“Once there was a tree, and she loved a little boy.”
So begins Shel Silverstein’s story, “The Giving Tree”. This book was chosen as the focus of the Religious Exploration sessions at UUCG for last two months. If you have ever read this story you know that there are many ways to interpret it, several perspectives from which to view its message. Behind the words of the story, it offers powerful commentary on loving and being loved, and on giving and receiving. It can be seen as representative of the love between a mother and child, or an allegory of God’s love for humanity. We have chosen to view it from an ecological perspective, through which the Tree of the story is representative of all trees, of all nature, of the entire earth. This lens of ecology is actually inclusive of the other perspectives as well, for if we view nature as “Mother Earth”, she is, in a sense, both divine and maternal. And we see humanity as the boy, continuously asking for more from her to satisfy our own needs, without regard for how she is affected by our taking.
As leaders, after reading the story to the children, we asked them what they thought without offering our own judgments, and they reflected themselves on the “self-centeredness” of the boy, and how sad it was that at the end, the Tree has nothing left to give.
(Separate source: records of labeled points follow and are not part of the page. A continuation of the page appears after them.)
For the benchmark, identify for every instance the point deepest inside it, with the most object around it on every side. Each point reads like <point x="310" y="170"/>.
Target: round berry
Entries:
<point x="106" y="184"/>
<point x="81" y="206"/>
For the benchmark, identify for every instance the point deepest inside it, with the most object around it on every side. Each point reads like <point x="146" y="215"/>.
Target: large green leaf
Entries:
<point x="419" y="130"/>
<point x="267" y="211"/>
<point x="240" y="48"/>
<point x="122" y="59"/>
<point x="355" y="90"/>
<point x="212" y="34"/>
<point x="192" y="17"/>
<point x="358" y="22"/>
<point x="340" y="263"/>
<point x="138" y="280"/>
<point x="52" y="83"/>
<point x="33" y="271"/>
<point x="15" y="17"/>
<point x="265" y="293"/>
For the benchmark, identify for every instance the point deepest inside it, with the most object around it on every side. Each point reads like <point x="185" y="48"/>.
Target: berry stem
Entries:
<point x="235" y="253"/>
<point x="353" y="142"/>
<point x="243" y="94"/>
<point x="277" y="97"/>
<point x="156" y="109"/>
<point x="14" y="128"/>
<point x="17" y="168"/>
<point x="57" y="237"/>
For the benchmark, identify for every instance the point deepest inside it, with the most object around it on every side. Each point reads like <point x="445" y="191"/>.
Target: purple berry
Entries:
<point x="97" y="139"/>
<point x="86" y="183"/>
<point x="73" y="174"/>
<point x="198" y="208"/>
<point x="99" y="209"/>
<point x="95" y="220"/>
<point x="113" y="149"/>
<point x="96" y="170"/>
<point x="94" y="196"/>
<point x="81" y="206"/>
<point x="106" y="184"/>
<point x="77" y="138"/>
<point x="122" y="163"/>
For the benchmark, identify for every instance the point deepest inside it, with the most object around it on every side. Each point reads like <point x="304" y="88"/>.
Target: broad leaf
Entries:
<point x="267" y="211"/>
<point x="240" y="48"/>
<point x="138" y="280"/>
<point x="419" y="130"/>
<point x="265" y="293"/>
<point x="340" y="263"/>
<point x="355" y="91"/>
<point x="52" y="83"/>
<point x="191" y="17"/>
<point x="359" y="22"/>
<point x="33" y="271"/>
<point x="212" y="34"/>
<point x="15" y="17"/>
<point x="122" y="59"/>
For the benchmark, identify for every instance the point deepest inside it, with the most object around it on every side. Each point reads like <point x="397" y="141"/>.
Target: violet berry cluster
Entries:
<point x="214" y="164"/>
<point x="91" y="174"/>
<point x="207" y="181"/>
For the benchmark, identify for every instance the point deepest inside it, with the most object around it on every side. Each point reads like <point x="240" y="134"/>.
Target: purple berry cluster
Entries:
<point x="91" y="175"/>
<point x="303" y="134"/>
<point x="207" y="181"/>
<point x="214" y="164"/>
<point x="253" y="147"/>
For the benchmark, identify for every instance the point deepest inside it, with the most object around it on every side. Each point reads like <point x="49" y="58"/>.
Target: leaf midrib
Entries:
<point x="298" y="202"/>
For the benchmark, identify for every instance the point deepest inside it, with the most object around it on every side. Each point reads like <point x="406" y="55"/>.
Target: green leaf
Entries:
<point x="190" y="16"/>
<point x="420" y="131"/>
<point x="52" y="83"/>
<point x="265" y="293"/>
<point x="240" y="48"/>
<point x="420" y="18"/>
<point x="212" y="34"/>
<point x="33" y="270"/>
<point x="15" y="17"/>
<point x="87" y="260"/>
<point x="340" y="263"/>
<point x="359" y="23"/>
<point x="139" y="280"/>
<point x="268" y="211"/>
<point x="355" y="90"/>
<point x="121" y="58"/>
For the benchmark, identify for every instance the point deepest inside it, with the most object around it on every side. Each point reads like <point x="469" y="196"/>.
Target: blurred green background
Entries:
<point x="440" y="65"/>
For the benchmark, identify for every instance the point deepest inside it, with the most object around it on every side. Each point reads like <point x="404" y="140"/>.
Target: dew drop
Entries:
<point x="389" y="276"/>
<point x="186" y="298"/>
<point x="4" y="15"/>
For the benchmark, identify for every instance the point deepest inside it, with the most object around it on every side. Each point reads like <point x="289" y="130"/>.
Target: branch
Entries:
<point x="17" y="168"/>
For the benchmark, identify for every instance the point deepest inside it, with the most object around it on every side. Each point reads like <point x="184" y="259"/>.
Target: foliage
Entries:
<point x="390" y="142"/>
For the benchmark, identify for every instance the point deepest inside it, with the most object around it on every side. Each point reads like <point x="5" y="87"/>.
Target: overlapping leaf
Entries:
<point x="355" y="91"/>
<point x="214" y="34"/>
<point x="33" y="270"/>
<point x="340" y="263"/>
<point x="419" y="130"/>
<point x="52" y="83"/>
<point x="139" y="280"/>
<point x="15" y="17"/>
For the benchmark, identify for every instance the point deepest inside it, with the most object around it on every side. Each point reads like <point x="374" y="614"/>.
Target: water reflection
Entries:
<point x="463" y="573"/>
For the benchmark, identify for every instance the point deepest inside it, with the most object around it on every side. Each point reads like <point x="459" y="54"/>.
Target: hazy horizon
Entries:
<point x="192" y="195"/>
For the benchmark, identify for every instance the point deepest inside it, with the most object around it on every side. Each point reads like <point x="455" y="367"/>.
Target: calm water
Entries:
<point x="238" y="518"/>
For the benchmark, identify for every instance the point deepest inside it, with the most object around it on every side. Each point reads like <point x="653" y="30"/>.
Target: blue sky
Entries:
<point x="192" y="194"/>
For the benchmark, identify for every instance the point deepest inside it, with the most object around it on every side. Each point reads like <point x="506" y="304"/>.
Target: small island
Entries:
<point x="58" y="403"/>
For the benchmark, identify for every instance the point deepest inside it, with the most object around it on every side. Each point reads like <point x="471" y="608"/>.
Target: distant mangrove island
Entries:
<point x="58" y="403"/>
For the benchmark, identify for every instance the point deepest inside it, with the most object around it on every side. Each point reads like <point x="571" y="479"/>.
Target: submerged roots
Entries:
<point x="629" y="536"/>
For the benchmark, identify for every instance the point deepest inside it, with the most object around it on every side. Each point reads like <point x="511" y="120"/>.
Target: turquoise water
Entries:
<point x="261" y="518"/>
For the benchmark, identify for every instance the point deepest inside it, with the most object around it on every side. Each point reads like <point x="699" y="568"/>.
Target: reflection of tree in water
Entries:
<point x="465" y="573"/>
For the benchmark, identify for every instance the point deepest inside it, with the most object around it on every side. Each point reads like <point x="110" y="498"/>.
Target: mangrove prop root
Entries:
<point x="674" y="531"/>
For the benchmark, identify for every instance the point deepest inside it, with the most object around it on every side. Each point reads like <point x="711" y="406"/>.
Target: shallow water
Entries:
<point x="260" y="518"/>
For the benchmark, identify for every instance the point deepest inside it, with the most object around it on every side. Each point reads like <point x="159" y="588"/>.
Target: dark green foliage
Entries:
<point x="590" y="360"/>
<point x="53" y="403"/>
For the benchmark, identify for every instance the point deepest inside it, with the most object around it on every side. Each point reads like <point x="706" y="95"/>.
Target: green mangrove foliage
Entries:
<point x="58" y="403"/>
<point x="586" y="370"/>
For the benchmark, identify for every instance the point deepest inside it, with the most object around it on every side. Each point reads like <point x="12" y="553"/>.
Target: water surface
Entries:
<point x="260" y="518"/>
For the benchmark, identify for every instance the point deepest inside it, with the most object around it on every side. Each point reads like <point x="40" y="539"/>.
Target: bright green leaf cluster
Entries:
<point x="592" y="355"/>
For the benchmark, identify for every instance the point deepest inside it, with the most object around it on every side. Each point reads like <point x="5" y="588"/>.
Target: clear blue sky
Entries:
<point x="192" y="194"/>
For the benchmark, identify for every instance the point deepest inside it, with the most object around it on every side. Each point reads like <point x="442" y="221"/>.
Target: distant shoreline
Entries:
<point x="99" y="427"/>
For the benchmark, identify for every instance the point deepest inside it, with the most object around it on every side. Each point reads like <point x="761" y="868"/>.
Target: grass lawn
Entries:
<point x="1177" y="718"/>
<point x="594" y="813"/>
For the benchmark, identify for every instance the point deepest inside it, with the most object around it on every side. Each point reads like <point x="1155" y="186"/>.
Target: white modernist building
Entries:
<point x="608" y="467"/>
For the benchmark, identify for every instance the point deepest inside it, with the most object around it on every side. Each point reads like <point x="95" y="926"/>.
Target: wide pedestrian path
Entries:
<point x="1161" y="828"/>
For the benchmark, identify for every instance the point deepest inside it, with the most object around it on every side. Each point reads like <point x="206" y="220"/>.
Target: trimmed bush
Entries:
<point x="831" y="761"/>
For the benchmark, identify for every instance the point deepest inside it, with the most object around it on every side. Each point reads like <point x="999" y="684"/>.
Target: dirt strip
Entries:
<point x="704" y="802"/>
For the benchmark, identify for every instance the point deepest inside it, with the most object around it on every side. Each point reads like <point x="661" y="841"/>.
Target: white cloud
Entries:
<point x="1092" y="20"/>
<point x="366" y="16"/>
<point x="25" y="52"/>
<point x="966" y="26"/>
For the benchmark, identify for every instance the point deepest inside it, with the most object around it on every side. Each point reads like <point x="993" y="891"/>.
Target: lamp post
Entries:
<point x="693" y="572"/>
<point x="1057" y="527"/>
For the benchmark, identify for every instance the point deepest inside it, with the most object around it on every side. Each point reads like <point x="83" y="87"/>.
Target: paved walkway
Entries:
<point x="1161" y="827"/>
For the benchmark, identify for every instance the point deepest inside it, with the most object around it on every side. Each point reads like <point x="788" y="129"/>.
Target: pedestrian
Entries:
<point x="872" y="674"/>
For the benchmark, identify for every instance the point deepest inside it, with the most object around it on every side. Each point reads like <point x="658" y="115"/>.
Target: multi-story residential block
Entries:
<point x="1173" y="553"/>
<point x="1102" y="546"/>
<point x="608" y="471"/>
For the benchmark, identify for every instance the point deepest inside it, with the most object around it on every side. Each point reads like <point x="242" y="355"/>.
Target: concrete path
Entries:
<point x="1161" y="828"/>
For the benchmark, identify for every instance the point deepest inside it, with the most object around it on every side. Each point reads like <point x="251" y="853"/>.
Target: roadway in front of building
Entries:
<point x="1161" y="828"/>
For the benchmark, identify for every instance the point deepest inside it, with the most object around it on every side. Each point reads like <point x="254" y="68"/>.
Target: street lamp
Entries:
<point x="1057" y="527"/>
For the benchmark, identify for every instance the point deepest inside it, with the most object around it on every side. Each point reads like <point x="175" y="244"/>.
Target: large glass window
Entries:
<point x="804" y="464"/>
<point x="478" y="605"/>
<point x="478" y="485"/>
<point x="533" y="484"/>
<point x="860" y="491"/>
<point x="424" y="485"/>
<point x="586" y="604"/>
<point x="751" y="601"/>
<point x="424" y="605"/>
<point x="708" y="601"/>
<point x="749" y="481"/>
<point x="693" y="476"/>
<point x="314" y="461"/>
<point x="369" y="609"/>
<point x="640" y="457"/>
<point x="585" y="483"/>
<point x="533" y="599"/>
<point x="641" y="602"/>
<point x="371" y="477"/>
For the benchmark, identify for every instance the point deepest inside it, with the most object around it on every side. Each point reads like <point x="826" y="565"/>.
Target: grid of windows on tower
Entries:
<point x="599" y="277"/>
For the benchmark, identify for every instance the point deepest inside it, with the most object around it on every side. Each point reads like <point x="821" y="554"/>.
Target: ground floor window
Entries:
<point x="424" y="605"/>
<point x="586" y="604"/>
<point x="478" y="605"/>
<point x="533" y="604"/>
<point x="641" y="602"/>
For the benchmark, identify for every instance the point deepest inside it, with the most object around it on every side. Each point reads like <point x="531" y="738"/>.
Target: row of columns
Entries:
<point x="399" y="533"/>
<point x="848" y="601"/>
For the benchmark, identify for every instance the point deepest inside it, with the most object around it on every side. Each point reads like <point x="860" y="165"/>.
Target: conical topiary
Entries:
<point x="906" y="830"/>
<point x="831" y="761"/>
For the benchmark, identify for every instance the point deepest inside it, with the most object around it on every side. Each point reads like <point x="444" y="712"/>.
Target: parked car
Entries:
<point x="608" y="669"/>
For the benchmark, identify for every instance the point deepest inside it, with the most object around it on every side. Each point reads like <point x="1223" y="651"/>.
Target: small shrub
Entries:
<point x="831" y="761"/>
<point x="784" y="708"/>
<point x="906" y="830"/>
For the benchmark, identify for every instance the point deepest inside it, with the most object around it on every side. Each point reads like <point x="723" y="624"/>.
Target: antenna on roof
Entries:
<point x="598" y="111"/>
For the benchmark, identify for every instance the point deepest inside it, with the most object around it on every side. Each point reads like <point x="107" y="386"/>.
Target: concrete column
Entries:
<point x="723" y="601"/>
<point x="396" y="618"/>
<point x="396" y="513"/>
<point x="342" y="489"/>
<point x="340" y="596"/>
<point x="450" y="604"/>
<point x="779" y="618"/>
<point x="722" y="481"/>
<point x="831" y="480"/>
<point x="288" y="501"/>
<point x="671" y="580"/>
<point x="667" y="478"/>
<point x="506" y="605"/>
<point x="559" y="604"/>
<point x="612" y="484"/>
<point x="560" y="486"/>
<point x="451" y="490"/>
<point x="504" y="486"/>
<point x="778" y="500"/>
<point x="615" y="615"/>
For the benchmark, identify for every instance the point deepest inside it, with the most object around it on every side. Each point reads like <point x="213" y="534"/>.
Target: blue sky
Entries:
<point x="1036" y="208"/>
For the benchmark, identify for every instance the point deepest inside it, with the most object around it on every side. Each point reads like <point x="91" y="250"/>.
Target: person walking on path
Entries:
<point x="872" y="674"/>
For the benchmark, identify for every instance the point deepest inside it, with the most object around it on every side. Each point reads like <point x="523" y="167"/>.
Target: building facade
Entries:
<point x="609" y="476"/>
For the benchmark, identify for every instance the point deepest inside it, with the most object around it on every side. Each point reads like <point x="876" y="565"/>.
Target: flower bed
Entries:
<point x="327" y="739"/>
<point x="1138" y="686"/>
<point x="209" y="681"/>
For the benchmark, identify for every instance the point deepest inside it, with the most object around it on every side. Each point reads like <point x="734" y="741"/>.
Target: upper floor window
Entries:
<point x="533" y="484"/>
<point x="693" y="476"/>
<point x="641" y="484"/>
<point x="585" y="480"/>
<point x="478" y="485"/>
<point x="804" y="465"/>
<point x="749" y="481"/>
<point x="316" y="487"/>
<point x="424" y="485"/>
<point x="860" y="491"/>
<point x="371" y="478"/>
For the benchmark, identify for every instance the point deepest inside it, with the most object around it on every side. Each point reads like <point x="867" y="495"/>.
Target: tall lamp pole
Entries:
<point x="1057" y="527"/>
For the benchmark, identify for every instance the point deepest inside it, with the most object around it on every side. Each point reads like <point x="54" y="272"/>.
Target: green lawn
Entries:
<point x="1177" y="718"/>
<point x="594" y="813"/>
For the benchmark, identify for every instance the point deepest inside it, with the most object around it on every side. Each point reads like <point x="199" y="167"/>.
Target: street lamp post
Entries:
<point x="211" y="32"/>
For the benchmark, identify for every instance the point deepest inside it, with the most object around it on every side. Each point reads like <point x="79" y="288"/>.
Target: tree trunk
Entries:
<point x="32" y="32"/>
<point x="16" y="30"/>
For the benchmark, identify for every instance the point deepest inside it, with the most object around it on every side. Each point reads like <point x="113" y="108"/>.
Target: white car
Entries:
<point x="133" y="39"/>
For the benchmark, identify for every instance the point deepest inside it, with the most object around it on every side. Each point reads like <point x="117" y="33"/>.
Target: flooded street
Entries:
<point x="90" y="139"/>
They proposed alternatives to the cutting of the branches and the trunk which would have allowed the tree to continue to flourish so that the boy’s own children (and grandchildren) could one day enjoy all that the Tree had to offer. Someone said, “if he thought more of others than of himself, maybe he wouldn’t have needed a boat to ‘sail away’, because he would have been fulfilled and content with his life where he was.”
It is not clear whether the boy in The Giving Tree continues to take out of greed or out of ignorance for how profoundly his actions are affecting the tree. Much like the relationship between humanity and the earth, some devastate nature and her resources because they don’t really understand how it is adversely affecting the planet’s health (and some don’t want to), and some simply don’t care. It would be wonderful if those of us who are aware, those of us who care so deeply, could open the eyes and the hearts of those who do not.
But the thing is, whichever side of the fence one stands on, sustainability is in the wisdom to take only that which does not destroy the possibility of receiving in the future. And it is important to note that, in the end of the book, it is only the Tree that is happy.